O Ministério Público de São Paulo (MP-SP) defendeu a criação de uma agência nacional anti-máfia para coordenar o combate ao crime organizado no Brasil. A proposta pretende integrar ações das polícias, da Receita Federal e do Coaf no enfrentamento a facções criminosas.
O anúncio foi feito nesta sexta-feira (24), em São Paulo, pelo promotor Lincoln Gakiya e pelo Procurador-geral de Justiça do estado, Paulo Sérgio de Oliveira e Costa, após a divulgação de detalhes da Operação Recon.
Gakiya afirmou que o Primeiro Comando da Capital (PCC) já atua como a “primeira máfia brasileira”, com tentativas de infiltração no poder político, em empresas legais e no sistema financeiro, alcançando um “patamar insustentável”.
Endurecimento da lei e proteção de autoridades
As autoridades defenderam o endurecimento da legislação contra o crime organizado, apoio à proposta do Ministério da Justiça para acelerar a expropriação de bens de criminosos e a necessidade de uma estrutura mais forte de proteção a promotores, policiais e testemunhas.
“O caminho para sair disso é endurecer a legislação e mostrar à sociedade que podemos ser mais organizados que o crime”, afirmou Paulo Sérgio de Oliveira e Costa.
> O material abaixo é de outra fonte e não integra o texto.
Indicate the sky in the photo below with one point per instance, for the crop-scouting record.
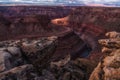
(86, 2)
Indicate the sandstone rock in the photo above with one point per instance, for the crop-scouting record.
(109, 67)
(5, 61)
(113, 34)
(110, 43)
(39, 51)
(24, 72)
(17, 58)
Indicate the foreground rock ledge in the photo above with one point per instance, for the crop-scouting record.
(24, 59)
(40, 51)
(109, 67)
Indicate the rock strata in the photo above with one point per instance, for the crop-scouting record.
(24, 59)
(109, 67)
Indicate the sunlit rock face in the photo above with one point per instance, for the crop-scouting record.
(109, 67)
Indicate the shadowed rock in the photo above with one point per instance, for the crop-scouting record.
(40, 51)
(109, 67)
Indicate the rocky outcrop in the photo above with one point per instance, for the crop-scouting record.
(24, 59)
(109, 67)
(24, 72)
(40, 51)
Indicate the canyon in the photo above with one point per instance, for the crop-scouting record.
(56, 42)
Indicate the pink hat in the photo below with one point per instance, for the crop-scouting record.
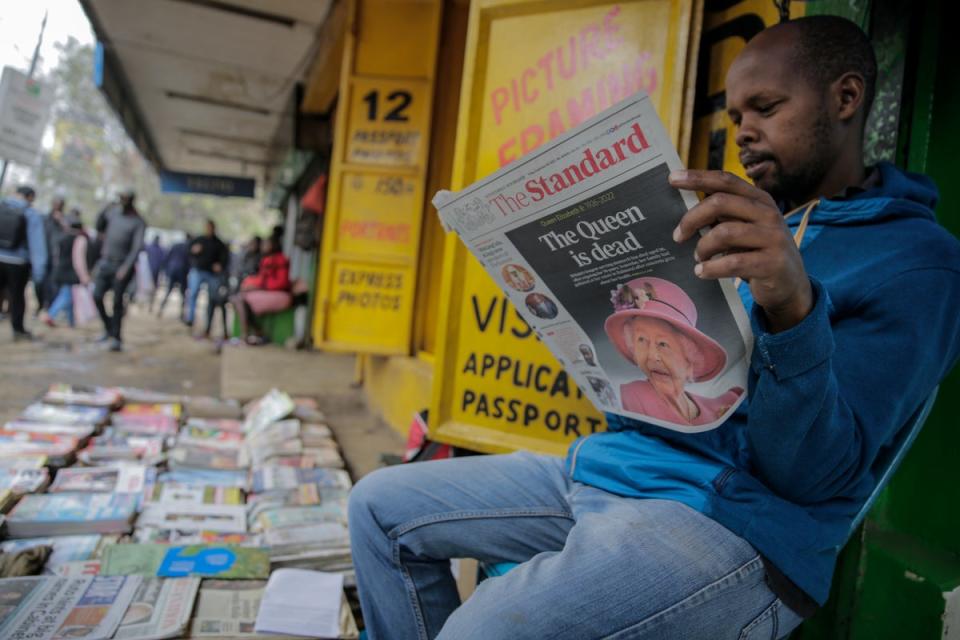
(663, 300)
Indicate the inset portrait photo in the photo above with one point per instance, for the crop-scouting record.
(518, 278)
(587, 353)
(541, 306)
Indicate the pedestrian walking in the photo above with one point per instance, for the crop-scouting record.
(54, 224)
(23, 253)
(122, 229)
(70, 270)
(208, 262)
(175, 266)
(156, 254)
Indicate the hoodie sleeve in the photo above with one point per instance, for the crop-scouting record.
(827, 394)
(37, 244)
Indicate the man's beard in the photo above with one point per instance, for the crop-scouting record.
(795, 187)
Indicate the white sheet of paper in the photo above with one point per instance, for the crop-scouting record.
(301, 603)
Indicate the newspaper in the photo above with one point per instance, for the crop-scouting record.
(228, 609)
(58, 608)
(160, 609)
(578, 234)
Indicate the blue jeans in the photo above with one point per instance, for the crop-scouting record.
(595, 565)
(62, 302)
(196, 279)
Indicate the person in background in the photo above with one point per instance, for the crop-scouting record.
(268, 291)
(249, 264)
(54, 228)
(23, 253)
(122, 229)
(155, 256)
(71, 268)
(176, 265)
(208, 262)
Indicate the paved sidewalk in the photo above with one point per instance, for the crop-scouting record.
(161, 355)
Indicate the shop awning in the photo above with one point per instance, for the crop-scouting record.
(206, 86)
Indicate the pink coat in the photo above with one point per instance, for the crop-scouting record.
(640, 397)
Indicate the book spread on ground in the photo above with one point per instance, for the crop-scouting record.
(578, 234)
(182, 516)
(54, 608)
(160, 609)
(302, 603)
(127, 479)
(207, 561)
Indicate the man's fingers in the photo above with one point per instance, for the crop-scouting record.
(731, 236)
(717, 181)
(745, 264)
(720, 207)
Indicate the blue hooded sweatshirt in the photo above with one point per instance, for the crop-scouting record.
(790, 469)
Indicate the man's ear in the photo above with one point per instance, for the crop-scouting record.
(848, 92)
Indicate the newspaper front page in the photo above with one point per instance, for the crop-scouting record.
(578, 234)
(59, 608)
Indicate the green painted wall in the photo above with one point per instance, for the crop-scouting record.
(890, 582)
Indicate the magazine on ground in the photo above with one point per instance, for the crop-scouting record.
(578, 234)
(201, 560)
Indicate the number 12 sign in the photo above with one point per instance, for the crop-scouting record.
(387, 122)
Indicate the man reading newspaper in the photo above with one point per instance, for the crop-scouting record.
(646, 532)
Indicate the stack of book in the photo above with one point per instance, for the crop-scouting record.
(174, 511)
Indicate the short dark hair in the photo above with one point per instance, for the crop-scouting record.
(830, 46)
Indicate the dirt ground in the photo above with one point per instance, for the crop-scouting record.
(161, 355)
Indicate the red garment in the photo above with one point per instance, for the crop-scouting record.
(273, 275)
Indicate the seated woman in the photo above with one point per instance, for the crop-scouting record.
(654, 327)
(267, 291)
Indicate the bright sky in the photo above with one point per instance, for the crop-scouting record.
(20, 27)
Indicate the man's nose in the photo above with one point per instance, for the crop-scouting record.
(747, 134)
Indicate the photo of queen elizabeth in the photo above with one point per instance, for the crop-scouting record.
(654, 327)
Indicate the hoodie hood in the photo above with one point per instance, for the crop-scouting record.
(898, 194)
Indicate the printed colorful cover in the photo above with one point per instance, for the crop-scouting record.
(207, 561)
(66, 414)
(69, 508)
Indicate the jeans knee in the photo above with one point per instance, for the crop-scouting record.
(366, 498)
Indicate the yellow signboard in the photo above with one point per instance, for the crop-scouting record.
(388, 121)
(371, 236)
(535, 69)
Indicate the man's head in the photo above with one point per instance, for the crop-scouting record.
(799, 94)
(27, 193)
(127, 197)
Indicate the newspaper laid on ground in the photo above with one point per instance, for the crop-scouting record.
(578, 234)
(160, 609)
(53, 608)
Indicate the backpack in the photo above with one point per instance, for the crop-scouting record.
(13, 226)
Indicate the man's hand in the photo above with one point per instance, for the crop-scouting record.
(749, 239)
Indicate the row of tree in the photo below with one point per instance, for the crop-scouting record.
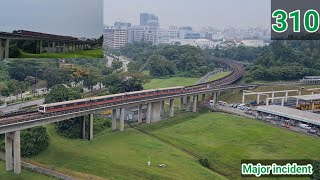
(281, 60)
(168, 60)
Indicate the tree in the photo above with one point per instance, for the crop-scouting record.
(59, 93)
(159, 66)
(54, 76)
(92, 79)
(113, 83)
(116, 64)
(133, 81)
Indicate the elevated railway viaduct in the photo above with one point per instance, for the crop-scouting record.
(12, 125)
(49, 42)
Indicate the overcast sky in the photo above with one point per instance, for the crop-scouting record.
(79, 18)
(196, 13)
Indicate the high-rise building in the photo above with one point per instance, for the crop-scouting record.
(139, 33)
(115, 37)
(145, 17)
(152, 32)
(122, 24)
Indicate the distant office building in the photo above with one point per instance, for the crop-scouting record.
(145, 17)
(186, 28)
(122, 24)
(174, 33)
(152, 32)
(139, 33)
(192, 35)
(115, 37)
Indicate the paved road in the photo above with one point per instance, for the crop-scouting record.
(17, 107)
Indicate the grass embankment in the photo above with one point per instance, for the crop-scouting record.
(170, 82)
(236, 96)
(95, 53)
(218, 76)
(121, 155)
(225, 139)
(25, 175)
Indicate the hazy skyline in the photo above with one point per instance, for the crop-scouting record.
(79, 18)
(201, 13)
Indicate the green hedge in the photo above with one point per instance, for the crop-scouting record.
(71, 128)
(33, 141)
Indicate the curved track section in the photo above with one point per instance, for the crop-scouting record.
(237, 72)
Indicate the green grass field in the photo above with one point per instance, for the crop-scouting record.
(170, 82)
(218, 76)
(25, 175)
(121, 155)
(236, 96)
(225, 139)
(95, 53)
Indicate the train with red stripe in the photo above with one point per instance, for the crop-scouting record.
(109, 99)
(237, 71)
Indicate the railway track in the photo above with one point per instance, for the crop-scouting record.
(237, 72)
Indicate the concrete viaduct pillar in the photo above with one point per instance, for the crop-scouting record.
(162, 109)
(203, 98)
(54, 47)
(214, 98)
(188, 103)
(181, 104)
(12, 143)
(121, 119)
(195, 100)
(156, 107)
(1, 49)
(114, 119)
(140, 113)
(4, 48)
(90, 127)
(149, 111)
(171, 113)
(83, 127)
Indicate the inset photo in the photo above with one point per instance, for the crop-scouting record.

Ele reforçou a necessidade de união entre os poderes para preservar vidas.
Ameaças e plano de ataque
A Operação Recon foi desencadeada após a prisão de integrantes do PCC que monitoravam o promotor Lincoln Gakiya e o coordenador de presídios Roberto Medina. O plano incluía vigilância detalhada dos hábitos das autoridades, com uso de drones e divisão de funções entre informantes e executores da facção.
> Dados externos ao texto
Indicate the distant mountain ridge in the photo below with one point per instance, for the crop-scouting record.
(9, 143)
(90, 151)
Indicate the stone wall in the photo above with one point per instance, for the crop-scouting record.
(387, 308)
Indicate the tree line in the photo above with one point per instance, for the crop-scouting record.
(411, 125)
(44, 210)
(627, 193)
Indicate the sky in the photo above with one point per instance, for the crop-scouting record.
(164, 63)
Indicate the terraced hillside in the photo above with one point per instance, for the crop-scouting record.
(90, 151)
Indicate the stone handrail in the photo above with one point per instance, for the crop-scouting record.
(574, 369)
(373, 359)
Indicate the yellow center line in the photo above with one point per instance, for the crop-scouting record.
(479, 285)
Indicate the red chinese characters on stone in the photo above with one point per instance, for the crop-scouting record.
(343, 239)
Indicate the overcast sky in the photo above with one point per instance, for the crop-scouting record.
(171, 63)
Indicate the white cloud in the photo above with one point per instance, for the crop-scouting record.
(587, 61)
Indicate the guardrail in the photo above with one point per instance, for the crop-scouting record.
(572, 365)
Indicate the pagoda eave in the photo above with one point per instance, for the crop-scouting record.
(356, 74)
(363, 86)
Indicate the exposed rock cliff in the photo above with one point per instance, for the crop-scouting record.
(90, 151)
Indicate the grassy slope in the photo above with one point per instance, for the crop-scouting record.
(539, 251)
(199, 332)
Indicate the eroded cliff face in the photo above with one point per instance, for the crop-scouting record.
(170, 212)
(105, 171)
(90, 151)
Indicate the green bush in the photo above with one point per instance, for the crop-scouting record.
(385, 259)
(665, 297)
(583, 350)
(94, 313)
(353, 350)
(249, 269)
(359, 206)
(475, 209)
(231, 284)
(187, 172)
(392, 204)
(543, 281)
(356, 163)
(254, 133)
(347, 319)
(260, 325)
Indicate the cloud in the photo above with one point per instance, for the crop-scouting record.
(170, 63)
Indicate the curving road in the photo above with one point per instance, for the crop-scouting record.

A célula criminosa contava com membros da elite do PCC, conhecida como “sintonia restrita”, responsável por atentados contra autoridades e resgates. Em Presidente Prudente, dois suspeitos foram presos em flagrante, e foram apreendidos 4,3 kg de drogas, quatro veículos, munições e R$ 7,6 mil em dinheiro.
A proposta de criar uma agência anti-máfia e fortalecer a legislação deve agora ser discutida em âmbito nacional.